The researchers were also able to logon to entire Wi-Fi networks “simply by retrieving the password stored in a device to gain network access.”
Dr Oren urges IoT device manufacturers to stop using easy passwords and to disable remote access capabilities.
He also advised them to make it harder to get information from shared ports, like an audio jack which was proven vulnerable in other studies by Cyber@BGU researchers. “It seems getting IoT products to market at an attractive price is often more important than securing them properly,” he said.
Consumers and businesses can better protect themselves by only buying IoT devices from reputable manufacturers and vendors; avoid used IoT devices; carry out research into each device to see if it has a default password; and use strong passwords with a minimum of 16 letters.
The advice to always change default passwords was echoed by at least one security expert.
“The nature of our connected lives means that hackers have an infinitely larger surface area on which to launch their attacks,” said David Emm, principal security researcher at Kaspersky Lab. “It’s no longer a case of just securing our desktop computers – now connected devices range from kids’ toys to CCTV cameras, baby monitors, smart homes and smart TVs. To put it another way, the more times you cross the road, the more chance you have of being knocked down – and it’s the same concept with cybersecurity.”

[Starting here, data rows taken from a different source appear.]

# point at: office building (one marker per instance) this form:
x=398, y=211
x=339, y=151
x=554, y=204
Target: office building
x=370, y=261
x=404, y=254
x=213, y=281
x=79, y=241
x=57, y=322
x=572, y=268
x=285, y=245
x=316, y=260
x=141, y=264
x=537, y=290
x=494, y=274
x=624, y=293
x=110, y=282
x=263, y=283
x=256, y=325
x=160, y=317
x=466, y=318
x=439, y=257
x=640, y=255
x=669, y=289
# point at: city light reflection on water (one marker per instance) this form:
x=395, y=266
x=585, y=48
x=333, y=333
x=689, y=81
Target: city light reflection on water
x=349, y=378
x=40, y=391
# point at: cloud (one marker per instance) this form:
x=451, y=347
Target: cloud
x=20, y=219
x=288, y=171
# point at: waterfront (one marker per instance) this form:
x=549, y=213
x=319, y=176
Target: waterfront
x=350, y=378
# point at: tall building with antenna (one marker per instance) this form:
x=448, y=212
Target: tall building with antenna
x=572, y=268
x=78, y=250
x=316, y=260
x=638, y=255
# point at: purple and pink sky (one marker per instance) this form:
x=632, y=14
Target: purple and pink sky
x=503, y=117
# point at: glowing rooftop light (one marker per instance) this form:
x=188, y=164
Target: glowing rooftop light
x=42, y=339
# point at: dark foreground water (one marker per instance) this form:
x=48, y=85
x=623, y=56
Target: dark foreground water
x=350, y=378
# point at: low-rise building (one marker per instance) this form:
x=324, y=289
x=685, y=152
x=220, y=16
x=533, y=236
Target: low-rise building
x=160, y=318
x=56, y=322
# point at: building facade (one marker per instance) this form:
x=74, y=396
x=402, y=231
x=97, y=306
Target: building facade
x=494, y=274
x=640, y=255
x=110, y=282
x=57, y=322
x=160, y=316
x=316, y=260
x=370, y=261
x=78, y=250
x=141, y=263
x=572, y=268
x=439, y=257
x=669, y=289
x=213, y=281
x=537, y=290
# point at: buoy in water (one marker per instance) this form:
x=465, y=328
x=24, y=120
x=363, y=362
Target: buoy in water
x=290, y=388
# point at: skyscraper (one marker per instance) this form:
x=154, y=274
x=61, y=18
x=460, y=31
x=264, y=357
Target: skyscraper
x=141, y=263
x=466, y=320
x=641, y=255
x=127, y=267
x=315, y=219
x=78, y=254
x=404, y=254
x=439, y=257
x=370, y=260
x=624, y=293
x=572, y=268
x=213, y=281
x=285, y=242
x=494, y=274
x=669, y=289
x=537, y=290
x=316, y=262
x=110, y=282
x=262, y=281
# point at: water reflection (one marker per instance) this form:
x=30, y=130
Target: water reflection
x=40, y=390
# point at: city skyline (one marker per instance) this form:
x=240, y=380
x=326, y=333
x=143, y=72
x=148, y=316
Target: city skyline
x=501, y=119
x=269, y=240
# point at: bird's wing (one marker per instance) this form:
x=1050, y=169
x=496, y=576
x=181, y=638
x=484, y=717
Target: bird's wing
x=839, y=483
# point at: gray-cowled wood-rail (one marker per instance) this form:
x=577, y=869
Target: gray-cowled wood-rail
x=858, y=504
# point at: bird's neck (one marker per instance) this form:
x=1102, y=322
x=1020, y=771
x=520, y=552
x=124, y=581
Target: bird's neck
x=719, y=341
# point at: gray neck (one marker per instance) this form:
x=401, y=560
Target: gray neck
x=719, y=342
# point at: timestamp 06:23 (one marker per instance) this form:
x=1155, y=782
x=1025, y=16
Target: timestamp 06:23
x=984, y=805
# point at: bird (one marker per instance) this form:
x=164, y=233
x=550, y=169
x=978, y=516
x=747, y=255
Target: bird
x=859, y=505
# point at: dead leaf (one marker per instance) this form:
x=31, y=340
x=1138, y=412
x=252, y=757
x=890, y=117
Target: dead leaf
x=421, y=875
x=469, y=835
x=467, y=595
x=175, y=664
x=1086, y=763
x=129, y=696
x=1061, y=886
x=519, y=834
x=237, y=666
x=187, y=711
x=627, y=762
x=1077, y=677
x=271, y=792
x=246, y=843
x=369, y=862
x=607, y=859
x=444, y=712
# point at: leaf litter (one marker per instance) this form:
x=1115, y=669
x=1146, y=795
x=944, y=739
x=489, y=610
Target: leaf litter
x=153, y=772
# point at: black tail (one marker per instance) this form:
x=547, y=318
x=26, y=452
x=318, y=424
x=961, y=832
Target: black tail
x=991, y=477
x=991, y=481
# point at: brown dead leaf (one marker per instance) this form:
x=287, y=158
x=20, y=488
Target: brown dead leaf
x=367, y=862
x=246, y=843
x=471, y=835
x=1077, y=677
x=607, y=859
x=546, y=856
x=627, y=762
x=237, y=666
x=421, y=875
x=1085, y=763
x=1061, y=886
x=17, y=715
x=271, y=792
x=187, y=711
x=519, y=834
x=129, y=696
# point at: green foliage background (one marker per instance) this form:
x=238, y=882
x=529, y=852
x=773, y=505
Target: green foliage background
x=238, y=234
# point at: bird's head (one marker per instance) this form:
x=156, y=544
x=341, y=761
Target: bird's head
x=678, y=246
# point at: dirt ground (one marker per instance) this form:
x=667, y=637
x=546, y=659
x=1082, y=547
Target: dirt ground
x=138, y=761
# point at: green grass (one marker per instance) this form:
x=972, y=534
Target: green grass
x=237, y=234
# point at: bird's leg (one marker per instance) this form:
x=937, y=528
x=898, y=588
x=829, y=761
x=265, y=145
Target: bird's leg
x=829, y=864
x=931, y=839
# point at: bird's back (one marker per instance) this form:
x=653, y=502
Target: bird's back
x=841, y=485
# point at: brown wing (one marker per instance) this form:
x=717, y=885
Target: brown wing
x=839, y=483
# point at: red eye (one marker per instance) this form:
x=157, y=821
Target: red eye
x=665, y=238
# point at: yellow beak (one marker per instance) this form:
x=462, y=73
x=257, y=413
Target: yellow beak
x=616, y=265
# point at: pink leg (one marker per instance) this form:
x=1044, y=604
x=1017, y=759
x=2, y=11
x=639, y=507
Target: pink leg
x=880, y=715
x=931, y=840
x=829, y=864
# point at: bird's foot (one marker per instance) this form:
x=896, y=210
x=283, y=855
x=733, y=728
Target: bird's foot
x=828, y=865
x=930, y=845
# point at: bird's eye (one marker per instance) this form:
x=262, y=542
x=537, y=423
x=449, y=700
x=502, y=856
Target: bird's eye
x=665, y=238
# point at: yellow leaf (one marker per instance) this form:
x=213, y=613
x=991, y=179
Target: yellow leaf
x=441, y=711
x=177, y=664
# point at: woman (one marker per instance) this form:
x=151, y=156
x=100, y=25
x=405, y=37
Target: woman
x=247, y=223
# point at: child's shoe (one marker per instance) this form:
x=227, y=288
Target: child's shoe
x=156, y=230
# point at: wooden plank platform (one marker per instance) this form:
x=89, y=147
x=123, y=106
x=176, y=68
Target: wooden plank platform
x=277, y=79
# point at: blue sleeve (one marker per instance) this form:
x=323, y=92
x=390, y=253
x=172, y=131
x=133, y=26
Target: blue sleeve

“The government’s recent announcement of IoT guidelines was very welcome, but they must set the standards for developing security practices for IoT devices,” said Emm. “Not only this, but security should be implemented by design globally by manufacturers.”
Kaspersky Lab strongly advises users always change the default password with a complex one instead; pay close attention to security issues of connected devices before purchasing; and check to see if the product can be updated and always apply these updates.
The security threat posed by IoT devices was starkly illustrated in 2016 when researchers at security firm Sucuri uncovered an unusual botnet made up entirely of Internet-connected CCTV cameras.